Following a rash of horse deaths at racetracks across the country last year—13 died at Saratoga Race Course alone last season, with one horse breaking down in the last race on the last day of the meet—the New York Racing Association (NYRA) has announced the creation of a new Safety and Integrity Team, which will address, in real time, the issue at hand.
On February 20, NYRA announced that longtime employees Juan Dominguez and Tim Kelly would join the Safety and Integrity Team, which also consists of Safety Steward Hugh Gallagher and Jean Claude Jaramillo, NYRA’s Equine Investigator Specialist. Some of the responsibilities of this four-person unit will include conducting safety checks during training hours, following up on leads regarding illegal drug usage that may affect racing performances and investigating “selected” horse fatalities, according to the NYRA.
“The safety and welfare of horses and jockeys competing at NYRA tracks is our highest priority,” says Patrick McKenna, NYRA’s director of communications and public affairs. “That’s why NYRA is committed to providing the safest possible environment for racing and training by adopting and implementing the best proven safety practices in consultation with independent experts, veterinarians, horsemen and regulators.”
Dominguez, who has worked for NYRA since 2000, has held other roles during his five decades in the racing community, including trainer, jockey agent, investigator and alternate steward. With over 35 years of experience in the horse racing world, Kelly has served as NYRA’s Clerk of Sales since 2005 and has monitored jockeys’ room activity across all three NYRA tracks. Gallagher joined NYRA in 2014 to fulfill his then newly created role, and Jaramillo started in 2011, also serving as the vice chair of the Organization of Racing Investigators.
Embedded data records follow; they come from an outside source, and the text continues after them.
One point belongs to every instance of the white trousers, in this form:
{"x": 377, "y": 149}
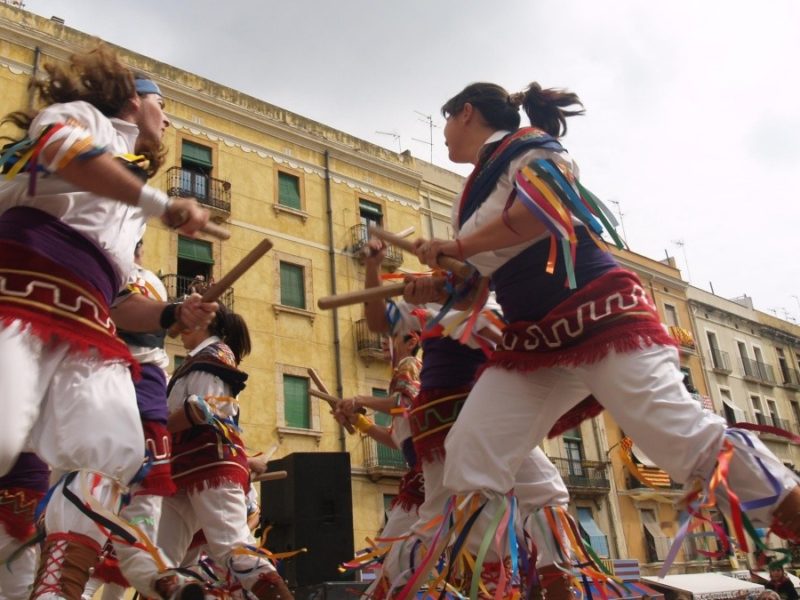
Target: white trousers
{"x": 16, "y": 579}
{"x": 75, "y": 412}
{"x": 222, "y": 515}
{"x": 537, "y": 484}
{"x": 509, "y": 412}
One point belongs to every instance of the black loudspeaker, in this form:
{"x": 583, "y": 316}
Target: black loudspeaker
{"x": 338, "y": 590}
{"x": 311, "y": 508}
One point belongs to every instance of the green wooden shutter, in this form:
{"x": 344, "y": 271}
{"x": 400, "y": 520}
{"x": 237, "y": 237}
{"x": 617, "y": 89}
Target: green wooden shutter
{"x": 196, "y": 250}
{"x": 289, "y": 190}
{"x": 196, "y": 155}
{"x": 293, "y": 292}
{"x": 296, "y": 406}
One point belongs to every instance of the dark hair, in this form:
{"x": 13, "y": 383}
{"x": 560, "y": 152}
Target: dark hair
{"x": 546, "y": 108}
{"x": 99, "y": 78}
{"x": 231, "y": 329}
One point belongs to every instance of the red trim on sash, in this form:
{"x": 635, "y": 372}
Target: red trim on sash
{"x": 59, "y": 306}
{"x": 17, "y": 510}
{"x": 613, "y": 312}
{"x": 201, "y": 459}
{"x": 432, "y": 416}
{"x": 158, "y": 444}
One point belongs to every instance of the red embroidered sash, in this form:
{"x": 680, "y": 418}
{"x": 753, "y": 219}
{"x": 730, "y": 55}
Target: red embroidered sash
{"x": 613, "y": 312}
{"x": 58, "y": 305}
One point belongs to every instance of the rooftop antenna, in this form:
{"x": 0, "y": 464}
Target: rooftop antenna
{"x": 429, "y": 120}
{"x": 682, "y": 245}
{"x": 396, "y": 137}
{"x": 620, "y": 214}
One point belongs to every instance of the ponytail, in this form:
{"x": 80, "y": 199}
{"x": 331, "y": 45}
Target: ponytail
{"x": 231, "y": 329}
{"x": 548, "y": 110}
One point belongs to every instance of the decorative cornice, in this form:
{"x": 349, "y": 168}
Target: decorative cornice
{"x": 292, "y": 162}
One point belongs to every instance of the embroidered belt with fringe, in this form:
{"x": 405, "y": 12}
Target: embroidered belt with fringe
{"x": 613, "y": 312}
{"x": 17, "y": 511}
{"x": 201, "y": 458}
{"x": 58, "y": 305}
{"x": 433, "y": 414}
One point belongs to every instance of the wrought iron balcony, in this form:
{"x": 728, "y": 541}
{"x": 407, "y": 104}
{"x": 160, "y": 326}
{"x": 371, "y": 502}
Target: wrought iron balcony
{"x": 791, "y": 378}
{"x": 180, "y": 286}
{"x": 381, "y": 461}
{"x": 359, "y": 236}
{"x": 757, "y": 371}
{"x": 585, "y": 476}
{"x": 720, "y": 361}
{"x": 211, "y": 192}
{"x": 368, "y": 343}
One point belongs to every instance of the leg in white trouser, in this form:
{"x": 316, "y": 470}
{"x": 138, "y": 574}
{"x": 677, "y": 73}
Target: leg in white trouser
{"x": 25, "y": 372}
{"x": 139, "y": 567}
{"x": 509, "y": 412}
{"x": 16, "y": 578}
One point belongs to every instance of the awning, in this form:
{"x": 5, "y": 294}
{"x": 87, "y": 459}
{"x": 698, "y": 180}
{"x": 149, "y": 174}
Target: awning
{"x": 704, "y": 586}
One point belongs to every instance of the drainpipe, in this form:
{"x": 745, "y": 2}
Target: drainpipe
{"x": 37, "y": 53}
{"x": 337, "y": 346}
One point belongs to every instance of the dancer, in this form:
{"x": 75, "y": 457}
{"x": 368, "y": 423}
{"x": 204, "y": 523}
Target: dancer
{"x": 453, "y": 351}
{"x": 21, "y": 490}
{"x": 209, "y": 464}
{"x": 402, "y": 347}
{"x": 71, "y": 216}
{"x": 124, "y": 565}
{"x": 582, "y": 330}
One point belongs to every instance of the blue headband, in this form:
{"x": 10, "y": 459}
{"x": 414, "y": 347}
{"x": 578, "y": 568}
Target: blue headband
{"x": 147, "y": 86}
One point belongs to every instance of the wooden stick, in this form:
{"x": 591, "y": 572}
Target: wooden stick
{"x": 213, "y": 293}
{"x": 216, "y": 231}
{"x": 332, "y": 401}
{"x": 270, "y": 476}
{"x": 461, "y": 269}
{"x": 359, "y": 296}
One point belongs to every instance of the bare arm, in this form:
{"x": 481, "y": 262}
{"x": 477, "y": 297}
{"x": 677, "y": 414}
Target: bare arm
{"x": 137, "y": 313}
{"x": 495, "y": 235}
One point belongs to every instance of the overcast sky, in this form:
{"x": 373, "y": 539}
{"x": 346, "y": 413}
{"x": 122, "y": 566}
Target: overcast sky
{"x": 692, "y": 107}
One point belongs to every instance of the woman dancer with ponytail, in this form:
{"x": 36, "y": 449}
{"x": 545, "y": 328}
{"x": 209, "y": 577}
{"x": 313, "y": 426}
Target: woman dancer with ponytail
{"x": 582, "y": 332}
{"x": 209, "y": 465}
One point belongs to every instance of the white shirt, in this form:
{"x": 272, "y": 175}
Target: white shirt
{"x": 491, "y": 209}
{"x": 115, "y": 227}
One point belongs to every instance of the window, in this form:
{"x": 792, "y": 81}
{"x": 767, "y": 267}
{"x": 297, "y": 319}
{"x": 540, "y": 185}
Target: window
{"x": 758, "y": 411}
{"x": 671, "y": 315}
{"x": 591, "y": 533}
{"x": 657, "y": 543}
{"x": 296, "y": 403}
{"x": 774, "y": 419}
{"x": 289, "y": 190}
{"x": 196, "y": 168}
{"x": 293, "y": 292}
{"x": 387, "y": 457}
{"x": 573, "y": 446}
{"x": 370, "y": 213}
{"x": 195, "y": 261}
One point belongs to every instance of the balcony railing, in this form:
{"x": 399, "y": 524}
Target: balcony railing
{"x": 791, "y": 377}
{"x": 757, "y": 371}
{"x": 359, "y": 235}
{"x": 211, "y": 192}
{"x": 381, "y": 461}
{"x": 720, "y": 361}
{"x": 368, "y": 343}
{"x": 585, "y": 475}
{"x": 180, "y": 286}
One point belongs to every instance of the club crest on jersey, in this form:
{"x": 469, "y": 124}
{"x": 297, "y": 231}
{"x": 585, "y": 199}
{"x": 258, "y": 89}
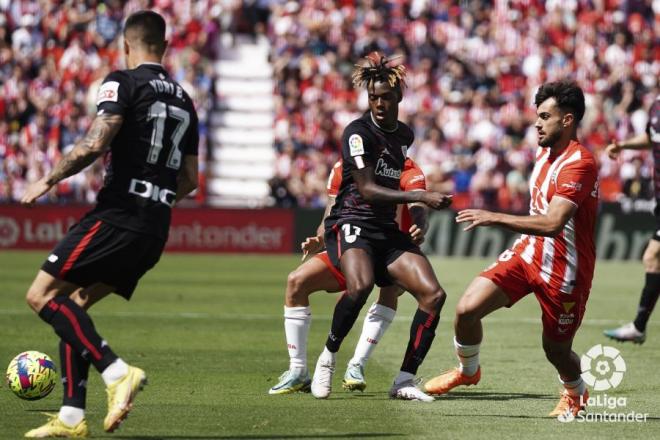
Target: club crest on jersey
{"x": 355, "y": 144}
{"x": 108, "y": 91}
{"x": 383, "y": 170}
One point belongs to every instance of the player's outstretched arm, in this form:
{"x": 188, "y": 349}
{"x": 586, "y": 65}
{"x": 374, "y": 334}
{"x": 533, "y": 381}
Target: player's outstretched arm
{"x": 639, "y": 142}
{"x": 374, "y": 193}
{"x": 187, "y": 177}
{"x": 419, "y": 215}
{"x": 96, "y": 142}
{"x": 559, "y": 213}
{"x": 313, "y": 245}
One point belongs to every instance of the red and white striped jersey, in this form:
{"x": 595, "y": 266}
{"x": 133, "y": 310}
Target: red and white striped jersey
{"x": 412, "y": 179}
{"x": 565, "y": 262}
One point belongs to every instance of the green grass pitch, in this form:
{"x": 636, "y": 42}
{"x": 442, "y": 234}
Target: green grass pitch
{"x": 208, "y": 331}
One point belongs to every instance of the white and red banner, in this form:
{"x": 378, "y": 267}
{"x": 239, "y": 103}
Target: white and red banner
{"x": 192, "y": 230}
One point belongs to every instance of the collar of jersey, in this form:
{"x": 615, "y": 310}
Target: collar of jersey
{"x": 149, "y": 63}
{"x": 376, "y": 124}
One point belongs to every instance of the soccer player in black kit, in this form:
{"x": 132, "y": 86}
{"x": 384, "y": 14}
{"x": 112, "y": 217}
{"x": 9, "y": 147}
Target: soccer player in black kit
{"x": 635, "y": 331}
{"x": 362, "y": 237}
{"x": 148, "y": 126}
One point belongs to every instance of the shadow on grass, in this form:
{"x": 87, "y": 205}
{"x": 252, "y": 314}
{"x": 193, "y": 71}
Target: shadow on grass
{"x": 284, "y": 436}
{"x": 485, "y": 395}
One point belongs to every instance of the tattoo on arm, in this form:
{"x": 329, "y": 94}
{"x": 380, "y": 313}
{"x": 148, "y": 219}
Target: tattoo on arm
{"x": 91, "y": 146}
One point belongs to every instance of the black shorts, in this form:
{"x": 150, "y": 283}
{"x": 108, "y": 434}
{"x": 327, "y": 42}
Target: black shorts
{"x": 97, "y": 252}
{"x": 384, "y": 246}
{"x": 656, "y": 234}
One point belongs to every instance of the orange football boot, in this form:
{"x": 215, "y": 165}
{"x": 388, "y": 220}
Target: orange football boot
{"x": 449, "y": 380}
{"x": 570, "y": 404}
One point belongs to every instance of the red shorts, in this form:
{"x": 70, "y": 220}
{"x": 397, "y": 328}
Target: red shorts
{"x": 323, "y": 256}
{"x": 562, "y": 312}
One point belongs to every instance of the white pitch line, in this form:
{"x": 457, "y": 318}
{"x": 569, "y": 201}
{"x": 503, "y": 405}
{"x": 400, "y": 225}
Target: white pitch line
{"x": 323, "y": 317}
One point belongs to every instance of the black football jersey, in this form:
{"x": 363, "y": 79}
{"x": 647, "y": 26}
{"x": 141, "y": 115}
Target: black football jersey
{"x": 653, "y": 132}
{"x": 160, "y": 127}
{"x": 364, "y": 144}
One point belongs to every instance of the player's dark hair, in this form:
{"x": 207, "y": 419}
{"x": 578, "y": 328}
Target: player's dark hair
{"x": 147, "y": 28}
{"x": 379, "y": 68}
{"x": 567, "y": 94}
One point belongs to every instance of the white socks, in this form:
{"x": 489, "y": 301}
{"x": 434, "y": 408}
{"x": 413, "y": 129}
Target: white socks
{"x": 114, "y": 372}
{"x": 376, "y": 322}
{"x": 297, "y": 321}
{"x": 468, "y": 356}
{"x": 403, "y": 377}
{"x": 71, "y": 415}
{"x": 574, "y": 388}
In 2019, there were 35 reported racehorse deaths in New York State alone, with 38 deaths occurring during training and 26 deaths classified under “other” reasons, according to the New York State Gaming Commission, whose mission is to monitor the integrity, credibility and quality of horse racing activity. Of these 99 deaths, 65 have reportedly occurred at the three NYRA tracks: Aqueduct Racetrack, Belmont Park and Saratoga Race Course.
New York is only the tip of the iceberg. National controversy was sparked last year when a string of horse deaths occurred at Santa Anita Park in Arcadia, CA, causing public concern and some calls for cancelling the entire annual racing meet (last March, racing was suspended there for a period of time).